UNIVEG’s sustainability policy has been developed with retail clients rather than end consumers in mind for very practical reasons, explains the company’s Ben Horsbrugh.
UNIVEG is not a company to make a big noise about its sustainability strategy but has been no less effective in working on this complex issue. Away from the limelight, the Belgium-based fresh produce Group has been developing and implementing corporate social responsibility and sustainability policies over the past decade.
As Ben Horsbrugh UNIVEG’s director of Quality Management explains, the Group’s sustainability strategy has been developed more with its retail clients and less with the consumer in mind, in order to support retailers’ drive to improve the sustainability of their supply chains.
“Our sustainability mission statement is based on three pillars: supply chain, sourcing and society,” he says. “The strategy emerged from an intercompany process involving all top managers, in which we asked ourselves, ‘How can we improve the environmental and social performance of our supply chain and the sustainability of the produce we are sourcing?’ The final strategy, which can be found on our website, was developed by the managers who have the responsibility for implementation within our Group.”
In 2013 UNIVEG set itself the goal of producing an internal sustainability report summarizing the measures determined by each company within the Group.
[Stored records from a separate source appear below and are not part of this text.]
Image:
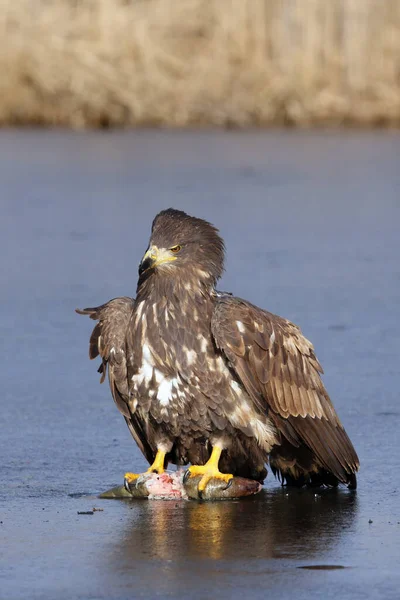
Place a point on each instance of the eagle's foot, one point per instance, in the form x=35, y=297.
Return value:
x=138, y=478
x=209, y=471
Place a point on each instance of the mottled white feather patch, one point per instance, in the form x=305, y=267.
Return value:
x=190, y=356
x=240, y=326
x=164, y=392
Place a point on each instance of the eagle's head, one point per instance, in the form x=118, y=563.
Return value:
x=182, y=246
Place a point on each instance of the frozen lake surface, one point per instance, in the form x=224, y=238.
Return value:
x=311, y=222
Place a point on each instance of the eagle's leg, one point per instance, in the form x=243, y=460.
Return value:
x=156, y=467
x=208, y=471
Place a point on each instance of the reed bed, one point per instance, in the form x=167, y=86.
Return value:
x=91, y=63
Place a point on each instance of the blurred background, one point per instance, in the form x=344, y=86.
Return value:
x=99, y=63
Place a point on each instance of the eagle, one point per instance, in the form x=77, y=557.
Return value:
x=208, y=379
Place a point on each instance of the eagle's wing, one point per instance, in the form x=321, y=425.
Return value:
x=278, y=367
x=108, y=340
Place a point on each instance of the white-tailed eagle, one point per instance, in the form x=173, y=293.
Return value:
x=205, y=378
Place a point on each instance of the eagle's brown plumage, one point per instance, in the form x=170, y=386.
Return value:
x=191, y=368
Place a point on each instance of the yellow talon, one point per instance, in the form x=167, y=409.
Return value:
x=210, y=470
x=156, y=467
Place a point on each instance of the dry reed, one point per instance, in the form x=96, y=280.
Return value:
x=199, y=62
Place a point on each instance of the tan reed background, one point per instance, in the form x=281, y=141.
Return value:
x=199, y=62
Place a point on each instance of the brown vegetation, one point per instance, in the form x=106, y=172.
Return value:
x=195, y=62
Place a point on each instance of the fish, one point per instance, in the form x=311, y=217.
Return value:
x=171, y=486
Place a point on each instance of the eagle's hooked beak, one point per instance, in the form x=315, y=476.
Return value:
x=155, y=257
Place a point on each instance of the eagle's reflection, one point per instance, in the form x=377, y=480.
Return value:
x=277, y=523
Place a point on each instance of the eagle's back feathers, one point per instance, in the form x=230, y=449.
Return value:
x=188, y=365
These included a wide range of initiatives ranging from social projects in South Africa and South America to energy efficiency improvements in UNIVEG packhouses. The process of producing the report, which was centrally coordinated by the UNIVEG Sustainability Team, had the effect of stimulating engagement and dialogue within the organization.
Making consumers aware of all this work is currently not a central priority for the company. As Ben Horsbrugh explains, “We could do a lot of publicity on our sustainable strategy and structure, but we don’t want to blow our trumpet too early.” Instead the company is focusing on putting the resources in place to implement concrete sustainability measures. For example, UNIVEG’s Peru-based Social Standard Coordinator, Olga Orozco, works on supporting and advising suppliers in improving social standards and complying with standards such as BSCI. These type of projects often improve the social impact on local communities. The aim of all this work, says Horsbrugh, is to integrate sustainability into UNIVEG’s business model. “UNIVEG is a public interest company, not a public limited company; making an effort to improve the sustainability of our value chain goes hand in hand with protecting the reputation of UNIVEG,” he says.
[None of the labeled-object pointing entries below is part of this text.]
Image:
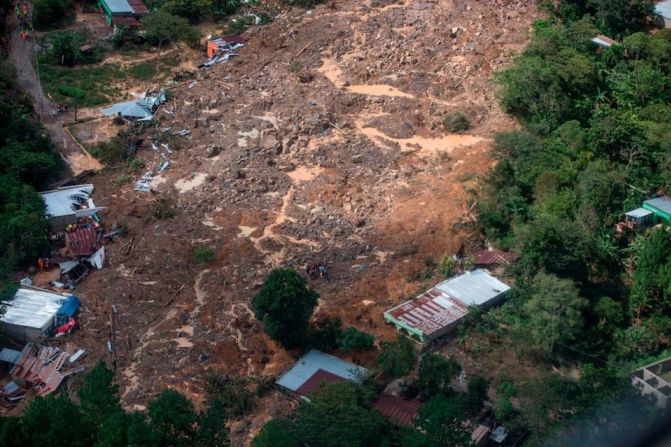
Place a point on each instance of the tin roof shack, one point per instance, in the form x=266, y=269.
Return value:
x=660, y=207
x=67, y=204
x=639, y=216
x=439, y=310
x=663, y=14
x=139, y=110
x=603, y=41
x=316, y=367
x=123, y=12
x=33, y=313
x=655, y=380
x=400, y=411
x=224, y=44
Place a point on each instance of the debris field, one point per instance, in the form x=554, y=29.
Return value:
x=321, y=142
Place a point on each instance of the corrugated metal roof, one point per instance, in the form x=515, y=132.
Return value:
x=315, y=382
x=448, y=301
x=314, y=361
x=65, y=200
x=638, y=212
x=118, y=6
x=661, y=203
x=603, y=41
x=138, y=7
x=32, y=307
x=82, y=242
x=10, y=355
x=663, y=9
x=130, y=22
x=473, y=288
x=493, y=257
x=401, y=411
x=430, y=312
One of the biggest challenges to achieving an effective sustainability strategy is finding ways to increase value and not costs and Ben Horsbrugh admits that this is a big challenge. “Keeping costs under control as prices for raw materials and land increase is tough. Managing fruit and vegetable supply chains under volatile climate conditions is challenging. Finding and allocating the resources in tough markets to make supply chains more sustainable may seem like the icing on the cake, and I think that it is fair to say, that almost all companies in our sector are on a big learning curve here. However, since sustainability is on the agenda of every supermarket, it seems clear that the competitive advantage will go to companies who can manage these challenges most effectively.”